The FTC and DOJ conducted a workshop this week about the competitiveness in real estate.  There hasn’t been much press coverage, but Rob has summed up the bulk of it here:

Link to Rob’s Blog

The actual proceedings can be seen here on the FTC Facebook page:

Link to FTC FB

In San Diego County, you can’t say there isn’t enough competition.

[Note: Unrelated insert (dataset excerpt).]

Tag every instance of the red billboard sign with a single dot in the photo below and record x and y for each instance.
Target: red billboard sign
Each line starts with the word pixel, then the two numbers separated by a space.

There are around 20,000 realtors, and last month we only sold 3,288 houses and condos!  You can list your home for sale on the MLS for as little as $95, and every agent offers their own service/commission package for the consumers who are willing to shop around.

The main beefs:

  1. Commissions aren’t disclosed.  The realtor community will fight hard to keep the actual amount of our commissions private, but it’s not that big of a deal.  The buyer-agent commission is disclosed in every MLS listing, so it’s just the seller-side – which is disclosed, and agreed to, by the most important person – the seller!  But if they were disclosed to the general public, we’d probably find that there isn’t as much difference between traditional and discount agents as we thought.
  2. Commissions haven’t changed with higher pricing. An ivory-tower professor ranted on and on about this topic, and cited two ancient studies of other industries that weren’t applicable. She needs to do a current study of actual commissions taken from the closing statements for accurate comparisons.
  3. Decouple the commissions, and have the buyers pay their own agent.  While this sounds like a great way to lower the buyer-side commission in theory, it ignores two critical facts.  A) Sellers are offering a reward, or bounty, to buyer-agents to sell their home, and should have every right to do that, and B) the likelihood of an agent being able to steer a buyer towards a home just because of a higher commission is extremely remote.  If the FTC didn’t agree, then publicly displaying the buyer-side commission could help, and allowing rebates pretty much covers it – no other change needed.

What wasn’t covered:

A. What you get for the money.  If the FTC and DOJ wanted to impose one thing to help the consumer, it would be requiring that every agent publish the exact services they provide for the money, and their actual recent experience in selling homes.  Realtors have fought every attempt at publishing the sales history of individual agents, but have somehow allowed Zillow to do it openly.  I think it’s time that consumers know the truth.

B. Enforcing the rules.  With no enforcement, there are no rules.  The FTC and DOJ could at least publish their opinions on pocket listings so agents know what is legal, and what’s not.

A couple of people mentioned that they should do another workshop with actual realtors working the street.  I’m available!